1. Lead Early — Don’t React Late
Set expectations from the outset. Position cost movement as
an industry-wide dynamic driven by fuel, logistics, and trade capacity not
something unique to your project. Early transparency removes friction
later.
2. Frame the Narrative — Control the Context
Avoid getting drawn into a price-only discussion. Instead,
anchor the conversation around certainty, delivery, and risk management:
- Fewer
surprises
- Better
coordination
- Reduced
delays
3. Translate Cost into Value
Every dollar should be linked to an outcome:
- Properly
coordinated trades → fewer clashes and rework
- Realistic
allowances → no mid-project blowouts
- Structured
delivery → predictable schedule
4. Demonstrate Control Through Systems
Use tools and process to reinforce credibility:
- Matterport
/ digital walkthroughs → reduced site disruption, faster
decision-making
- Clear
documentation and scope definition → no ambiguity
- Structured
pre-construction process → fewer variations
When clients see organisation and foresight, they trust the
numbers.
5. Position Yourself as the Advisor
Remember that you are not defending a price, you are guiding
a commercial decision. Shift from “explaining cost” to “advising
on outcomes.”
Practical Client Conversation Examples
Scenario | Objective | Suggested Conversation Approach |
Early Stage / Quoting | Set expectations and establish credibility | “Just to give you some context upfront, costs across the
industry are moving at the moment, particularly around transport, materials,
and trade availability. Our approach is to bring clarity early so there are no
surprises later. We build the numbers around current market conditions and
flag anything that could shift, so you’ve got full visibility from day one. The priority for us is making sure the project runs
smoothly and the end product aligns with the standard you expect, not just
hitting a number that doesn’t hold.” |
Quote Higher Than Expected | Reframe from price → certainty and outcome | “I understand, that’s something we’re hearing from a lot
of clients right now. What’s driving it is consistent pressure across trades,
freight, and supply. Rather than under-allowing and dealing with issues
mid-project, we’ve priced it to reflect what it actually takes to deliver the
job properly. What that gives you is a far smoother build including less
disruption, fewer surprises, and a schedule that holds. If it helps, we can step through the key areas together
and look at where we can adjust scope or approach?” |
Variation Discussion | Maintain trust through transparency and control | “Just flagging this early as this change will have a cost
impact. Part of that is simply where pricing is sitting at the moment with
trades and supply. We can run through the options together so you’re clear on
the impact and can choose what works best for your project.” |
Team Support
Unfortunately, this isn’t just a business issue, it’s
hitting your team personally. Fuel costs are coming straight out of their
pockets, especially for PMs and site-based roles. If we ignore that, we risk
losing good people.
- Acknowledge fuel pressure with your team.

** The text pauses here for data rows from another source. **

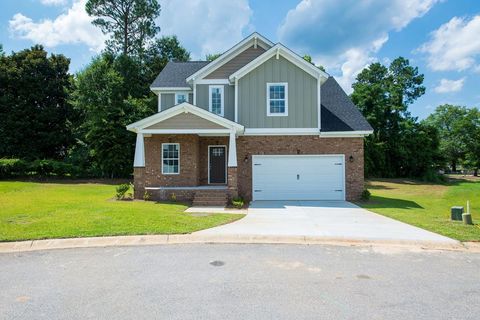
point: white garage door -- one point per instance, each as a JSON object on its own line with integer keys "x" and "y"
{"x": 298, "y": 177}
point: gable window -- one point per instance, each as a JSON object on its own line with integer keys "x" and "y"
{"x": 215, "y": 100}
{"x": 181, "y": 97}
{"x": 170, "y": 158}
{"x": 277, "y": 99}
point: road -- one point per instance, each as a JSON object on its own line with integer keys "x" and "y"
{"x": 240, "y": 282}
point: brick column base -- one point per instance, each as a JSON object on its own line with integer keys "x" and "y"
{"x": 232, "y": 182}
{"x": 139, "y": 182}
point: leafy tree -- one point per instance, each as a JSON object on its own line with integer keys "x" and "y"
{"x": 160, "y": 52}
{"x": 212, "y": 56}
{"x": 34, "y": 110}
{"x": 110, "y": 94}
{"x": 449, "y": 120}
{"x": 383, "y": 95}
{"x": 129, "y": 23}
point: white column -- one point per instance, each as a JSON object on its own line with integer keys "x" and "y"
{"x": 139, "y": 152}
{"x": 232, "y": 150}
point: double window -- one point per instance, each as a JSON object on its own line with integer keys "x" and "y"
{"x": 181, "y": 97}
{"x": 215, "y": 100}
{"x": 170, "y": 158}
{"x": 277, "y": 99}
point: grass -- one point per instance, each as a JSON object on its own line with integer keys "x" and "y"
{"x": 427, "y": 205}
{"x": 33, "y": 210}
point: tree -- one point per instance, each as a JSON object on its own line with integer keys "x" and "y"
{"x": 34, "y": 109}
{"x": 449, "y": 120}
{"x": 110, "y": 94}
{"x": 130, "y": 24}
{"x": 383, "y": 95}
{"x": 160, "y": 52}
{"x": 212, "y": 56}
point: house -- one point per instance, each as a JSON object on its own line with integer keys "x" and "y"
{"x": 258, "y": 122}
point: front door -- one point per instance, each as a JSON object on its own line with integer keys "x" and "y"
{"x": 217, "y": 164}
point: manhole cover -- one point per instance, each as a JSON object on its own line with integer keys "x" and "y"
{"x": 217, "y": 263}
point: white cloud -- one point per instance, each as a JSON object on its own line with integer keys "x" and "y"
{"x": 53, "y": 2}
{"x": 446, "y": 86}
{"x": 205, "y": 26}
{"x": 72, "y": 27}
{"x": 454, "y": 46}
{"x": 345, "y": 35}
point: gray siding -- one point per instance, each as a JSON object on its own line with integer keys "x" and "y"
{"x": 236, "y": 63}
{"x": 185, "y": 121}
{"x": 229, "y": 99}
{"x": 168, "y": 100}
{"x": 302, "y": 96}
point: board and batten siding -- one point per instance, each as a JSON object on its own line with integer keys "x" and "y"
{"x": 302, "y": 96}
{"x": 168, "y": 100}
{"x": 228, "y": 102}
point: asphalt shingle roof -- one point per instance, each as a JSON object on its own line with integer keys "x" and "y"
{"x": 338, "y": 111}
{"x": 175, "y": 73}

- Identify high-travel roles under the most pressure.
- Use Matterport to reduce unnecessary site visits.
- Improve Buildxact planning to reduce bouncing between jobs.
- Use HazardCo planning to reduce avoidable last-minute site issues.

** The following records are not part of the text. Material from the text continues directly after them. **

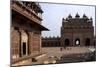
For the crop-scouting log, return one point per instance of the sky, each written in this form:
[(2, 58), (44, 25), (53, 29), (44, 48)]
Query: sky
[(53, 14)]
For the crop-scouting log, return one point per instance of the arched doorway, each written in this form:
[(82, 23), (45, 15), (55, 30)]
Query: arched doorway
[(77, 42), (24, 43), (67, 43), (87, 42)]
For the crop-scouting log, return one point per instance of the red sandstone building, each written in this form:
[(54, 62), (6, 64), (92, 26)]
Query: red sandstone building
[(25, 30)]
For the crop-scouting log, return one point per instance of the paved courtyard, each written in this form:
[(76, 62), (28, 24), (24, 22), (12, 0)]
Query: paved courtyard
[(53, 55)]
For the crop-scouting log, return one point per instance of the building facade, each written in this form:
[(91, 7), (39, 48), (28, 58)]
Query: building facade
[(78, 31), (25, 29)]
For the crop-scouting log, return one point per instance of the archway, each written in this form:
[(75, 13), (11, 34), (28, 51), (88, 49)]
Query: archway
[(87, 42), (67, 43), (24, 43), (77, 42)]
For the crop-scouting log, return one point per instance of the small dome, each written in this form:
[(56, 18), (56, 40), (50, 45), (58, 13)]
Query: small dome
[(77, 15), (84, 16), (69, 16)]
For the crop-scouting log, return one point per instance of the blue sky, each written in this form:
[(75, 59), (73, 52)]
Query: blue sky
[(53, 14)]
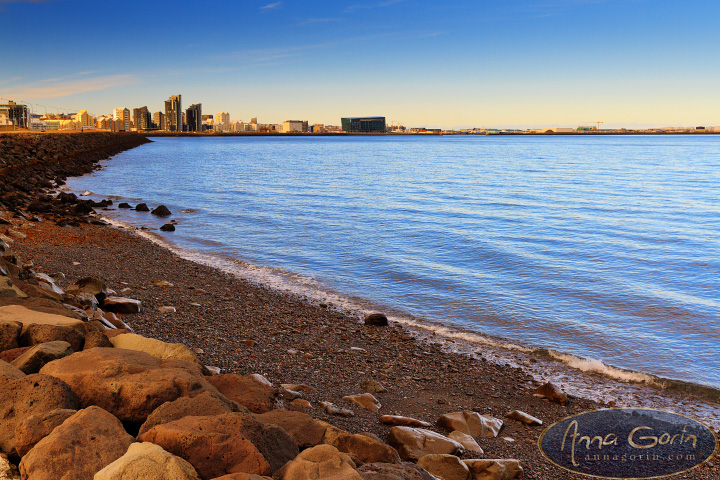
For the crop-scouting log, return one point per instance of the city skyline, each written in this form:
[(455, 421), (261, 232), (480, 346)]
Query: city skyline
[(521, 64)]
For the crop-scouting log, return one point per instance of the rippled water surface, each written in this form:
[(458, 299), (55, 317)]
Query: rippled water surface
[(604, 247)]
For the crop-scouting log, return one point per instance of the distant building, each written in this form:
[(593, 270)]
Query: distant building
[(142, 119), (159, 120), (299, 126), (122, 117), (193, 117), (363, 124), (173, 114), (16, 114)]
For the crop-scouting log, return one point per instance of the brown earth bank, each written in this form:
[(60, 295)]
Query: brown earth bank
[(226, 378)]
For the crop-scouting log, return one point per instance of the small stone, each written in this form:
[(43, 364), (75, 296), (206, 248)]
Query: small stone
[(376, 320), (161, 211), (524, 418)]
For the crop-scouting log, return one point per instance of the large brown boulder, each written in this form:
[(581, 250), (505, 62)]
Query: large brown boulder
[(36, 357), (414, 443), (472, 423), (126, 383), (79, 448), (36, 427), (256, 395), (494, 469), (10, 370), (38, 333), (204, 404), (306, 431), (394, 471), (221, 444), (147, 461), (446, 467), (9, 334), (32, 395), (320, 462)]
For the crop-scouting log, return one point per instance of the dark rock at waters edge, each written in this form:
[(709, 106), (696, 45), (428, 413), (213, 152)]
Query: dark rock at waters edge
[(162, 211), (376, 320)]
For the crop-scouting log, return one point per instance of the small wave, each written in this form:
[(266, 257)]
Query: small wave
[(592, 365)]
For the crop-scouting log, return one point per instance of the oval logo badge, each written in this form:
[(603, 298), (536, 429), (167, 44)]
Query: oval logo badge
[(628, 443)]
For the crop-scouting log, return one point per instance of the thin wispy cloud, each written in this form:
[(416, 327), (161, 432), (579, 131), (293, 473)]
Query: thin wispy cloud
[(271, 6), (62, 87)]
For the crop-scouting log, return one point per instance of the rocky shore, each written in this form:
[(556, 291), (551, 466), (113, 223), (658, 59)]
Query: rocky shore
[(121, 360)]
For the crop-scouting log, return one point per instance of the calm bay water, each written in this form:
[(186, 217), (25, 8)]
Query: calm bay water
[(603, 247)]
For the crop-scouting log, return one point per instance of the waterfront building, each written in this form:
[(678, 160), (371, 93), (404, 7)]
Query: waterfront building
[(122, 117), (295, 126), (141, 119), (159, 120), (15, 113), (173, 114), (363, 124), (193, 117)]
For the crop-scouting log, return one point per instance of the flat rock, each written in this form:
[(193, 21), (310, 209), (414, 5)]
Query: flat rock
[(147, 461), (472, 423), (121, 305), (10, 370), (525, 418), (371, 386), (234, 442), (96, 339), (9, 290), (34, 428), (31, 395), (466, 441), (83, 445), (445, 467), (333, 409), (413, 443), (364, 400), (376, 320), (36, 357), (306, 431), (37, 333), (127, 383), (9, 334), (93, 286), (494, 469), (552, 393), (394, 471), (19, 313), (156, 348), (398, 421), (320, 462), (256, 394), (206, 404)]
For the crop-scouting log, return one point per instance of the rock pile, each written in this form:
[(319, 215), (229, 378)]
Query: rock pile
[(76, 383)]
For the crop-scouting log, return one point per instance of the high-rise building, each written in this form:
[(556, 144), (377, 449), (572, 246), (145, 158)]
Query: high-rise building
[(141, 118), (173, 114), (193, 116), (16, 114), (223, 118), (122, 116), (363, 124), (159, 120)]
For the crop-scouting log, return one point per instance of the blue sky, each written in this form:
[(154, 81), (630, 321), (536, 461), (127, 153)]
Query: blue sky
[(420, 63)]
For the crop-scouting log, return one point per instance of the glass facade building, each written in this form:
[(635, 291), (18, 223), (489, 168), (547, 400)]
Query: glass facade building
[(363, 124)]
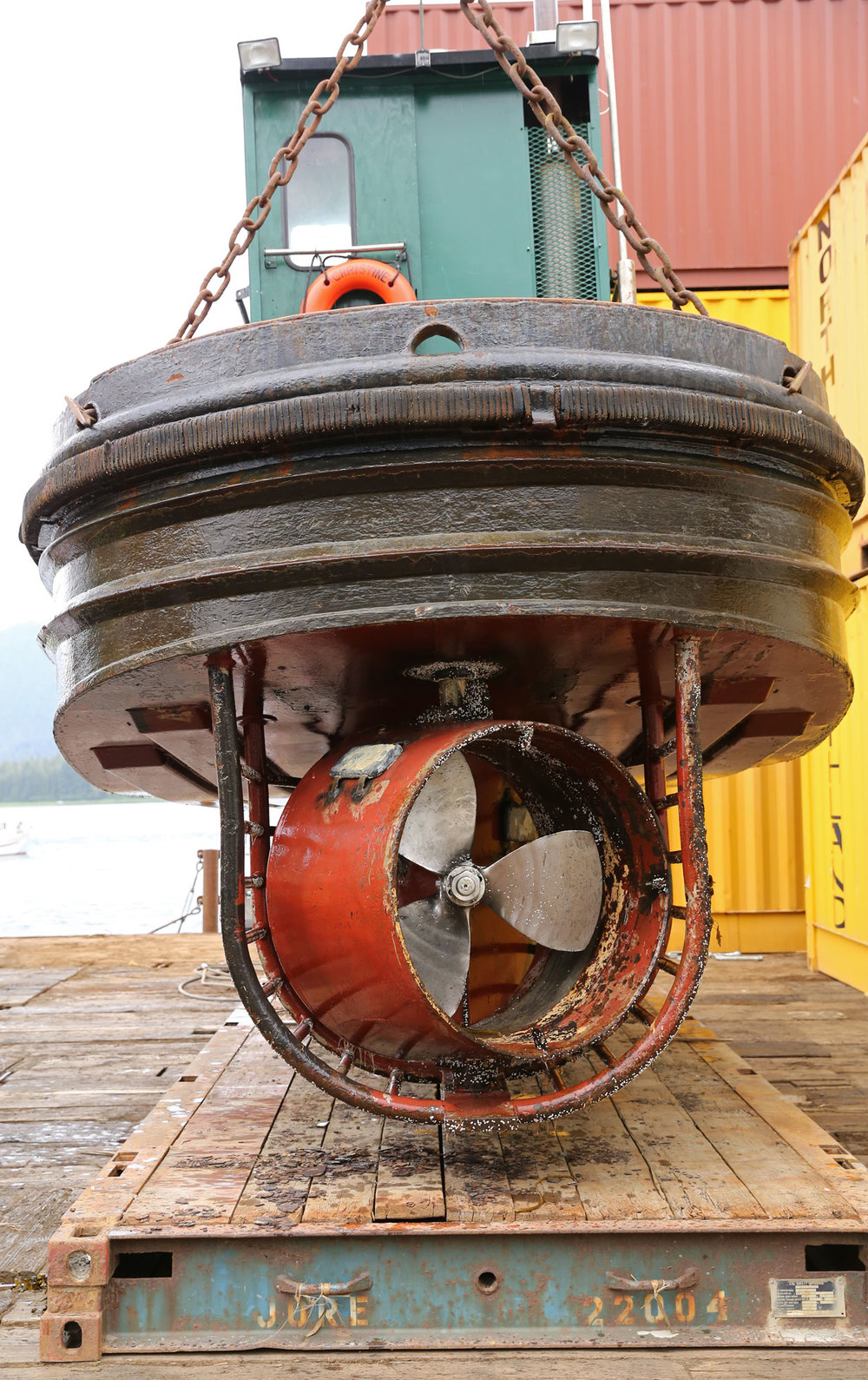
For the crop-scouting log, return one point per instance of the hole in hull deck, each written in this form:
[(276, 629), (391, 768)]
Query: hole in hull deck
[(144, 1264)]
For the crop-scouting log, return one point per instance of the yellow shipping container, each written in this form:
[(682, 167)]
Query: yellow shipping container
[(755, 819), (828, 304), (763, 309), (835, 778), (828, 279)]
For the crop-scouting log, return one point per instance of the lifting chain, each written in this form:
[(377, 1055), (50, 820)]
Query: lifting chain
[(544, 107)]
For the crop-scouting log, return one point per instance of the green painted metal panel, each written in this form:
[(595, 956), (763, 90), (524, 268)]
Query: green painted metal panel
[(442, 162), (381, 130), (474, 191)]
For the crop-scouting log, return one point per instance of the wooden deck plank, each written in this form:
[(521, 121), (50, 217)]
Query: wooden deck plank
[(278, 1187), (538, 1175), (840, 1171), (409, 1172), (769, 1168), (475, 1178), (690, 1173), (345, 1190), (612, 1176), (20, 986)]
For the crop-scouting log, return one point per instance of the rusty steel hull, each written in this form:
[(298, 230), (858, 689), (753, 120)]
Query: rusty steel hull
[(312, 489)]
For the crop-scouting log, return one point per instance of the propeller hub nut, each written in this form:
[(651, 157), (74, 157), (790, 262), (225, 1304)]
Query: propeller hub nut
[(465, 885)]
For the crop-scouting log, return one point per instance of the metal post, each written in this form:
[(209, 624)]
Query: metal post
[(210, 889), (627, 269)]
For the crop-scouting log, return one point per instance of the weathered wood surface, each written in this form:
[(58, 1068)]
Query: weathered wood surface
[(20, 1359), (218, 1147), (87, 1054), (89, 1047)]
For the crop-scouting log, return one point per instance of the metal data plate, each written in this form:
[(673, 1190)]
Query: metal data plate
[(809, 1297), (366, 762)]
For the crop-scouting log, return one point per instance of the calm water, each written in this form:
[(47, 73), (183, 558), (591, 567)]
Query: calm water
[(102, 868)]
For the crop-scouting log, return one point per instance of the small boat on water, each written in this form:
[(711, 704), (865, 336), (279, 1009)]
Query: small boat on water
[(13, 841)]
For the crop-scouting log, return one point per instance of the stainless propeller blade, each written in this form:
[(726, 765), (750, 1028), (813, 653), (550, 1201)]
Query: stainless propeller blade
[(549, 889), (437, 939), (442, 819)]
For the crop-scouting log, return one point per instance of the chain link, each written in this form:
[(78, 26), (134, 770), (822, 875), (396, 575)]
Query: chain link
[(542, 102), (559, 129)]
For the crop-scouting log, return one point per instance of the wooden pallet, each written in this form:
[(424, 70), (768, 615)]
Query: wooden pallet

Team Leader Check-In Questions
- Which roles are travelling the most?
- Where are the avoidable trips happening?
- What planning issues are causing extra site attendance?
- Are site issues being resolved too late?

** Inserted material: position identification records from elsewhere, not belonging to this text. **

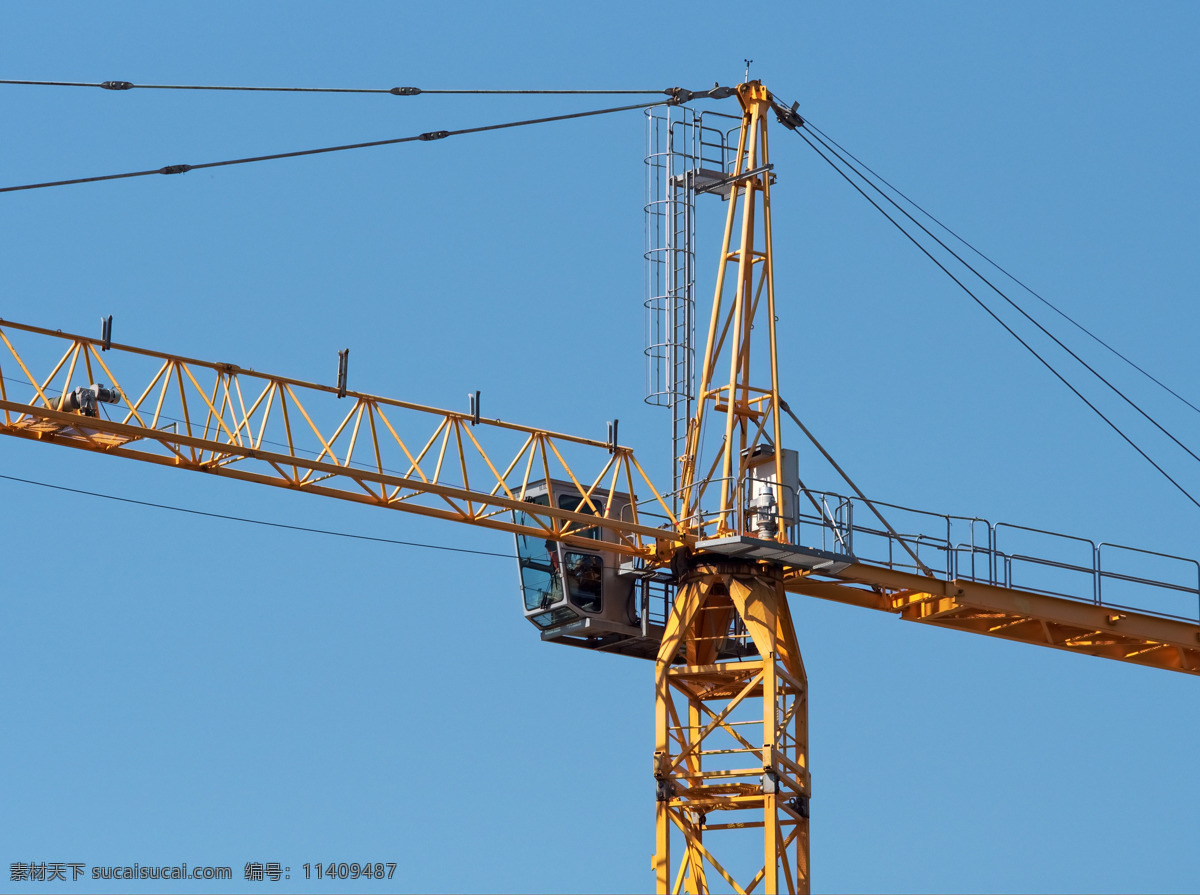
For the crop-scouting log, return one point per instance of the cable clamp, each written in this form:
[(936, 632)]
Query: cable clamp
[(789, 116)]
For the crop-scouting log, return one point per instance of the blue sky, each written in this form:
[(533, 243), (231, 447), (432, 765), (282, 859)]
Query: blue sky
[(189, 690)]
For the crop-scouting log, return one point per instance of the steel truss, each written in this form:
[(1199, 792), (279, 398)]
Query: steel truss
[(273, 430), (731, 736)]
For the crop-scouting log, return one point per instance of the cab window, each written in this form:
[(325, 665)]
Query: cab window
[(585, 580)]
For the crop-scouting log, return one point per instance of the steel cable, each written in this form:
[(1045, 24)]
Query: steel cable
[(997, 319), (421, 137)]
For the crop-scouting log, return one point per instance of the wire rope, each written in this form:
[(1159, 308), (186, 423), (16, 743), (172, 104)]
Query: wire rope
[(1027, 288), (1018, 307), (421, 137), (991, 313), (255, 522), (394, 91)]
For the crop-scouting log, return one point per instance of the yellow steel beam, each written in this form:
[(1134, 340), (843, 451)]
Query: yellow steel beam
[(192, 414), (1041, 619)]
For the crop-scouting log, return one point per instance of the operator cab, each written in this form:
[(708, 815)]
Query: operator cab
[(570, 590)]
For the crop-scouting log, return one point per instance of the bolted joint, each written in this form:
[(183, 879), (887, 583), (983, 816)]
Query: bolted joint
[(799, 805), (769, 781), (789, 116), (664, 790)]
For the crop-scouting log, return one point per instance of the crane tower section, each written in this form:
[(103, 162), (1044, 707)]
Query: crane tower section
[(683, 157)]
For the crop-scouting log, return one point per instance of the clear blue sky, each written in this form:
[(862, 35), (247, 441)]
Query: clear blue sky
[(187, 690)]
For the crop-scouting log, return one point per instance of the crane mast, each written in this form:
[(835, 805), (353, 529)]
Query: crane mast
[(731, 757), (731, 738)]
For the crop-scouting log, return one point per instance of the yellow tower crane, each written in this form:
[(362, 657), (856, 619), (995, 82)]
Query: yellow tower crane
[(595, 539)]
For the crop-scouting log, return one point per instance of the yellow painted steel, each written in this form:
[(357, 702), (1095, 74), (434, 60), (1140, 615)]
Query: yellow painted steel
[(1038, 619), (739, 414), (731, 736), (271, 430)]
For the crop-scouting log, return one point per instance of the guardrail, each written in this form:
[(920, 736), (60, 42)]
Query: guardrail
[(1037, 560)]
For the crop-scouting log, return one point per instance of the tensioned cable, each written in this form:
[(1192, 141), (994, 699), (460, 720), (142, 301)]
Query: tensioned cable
[(1015, 306), (785, 408), (421, 137), (394, 91), (1045, 301), (257, 522), (996, 318)]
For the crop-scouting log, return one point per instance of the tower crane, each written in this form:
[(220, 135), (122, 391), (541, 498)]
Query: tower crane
[(694, 578)]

- Are we using digital tools enough before sending people out?
Weekly Fuel Pressure Review Template
Use this in a weekly ops meeting.
Weekly Review Questions
Pricing
- What quotes need repricing?
- Have trade and supplier costs changed this week?
- Are escalation clauses needed on any active tenders?
Delivery
- Which live jobs had avoidable site trips?
- Which jobs had fragmented trade attendance?
- Were there delivery inefficiencies?
Trades
- Which suppliers need updated pricing discussions?
- Are there travel-heavy scopes we need to rethink?
Clients
- Where do we need to lead the conversation earlier?
- Which clients need clearer positioning around cost and value?
Team
- Who is under the most travel pressure?
- What can we remove, combine, or digitise this week?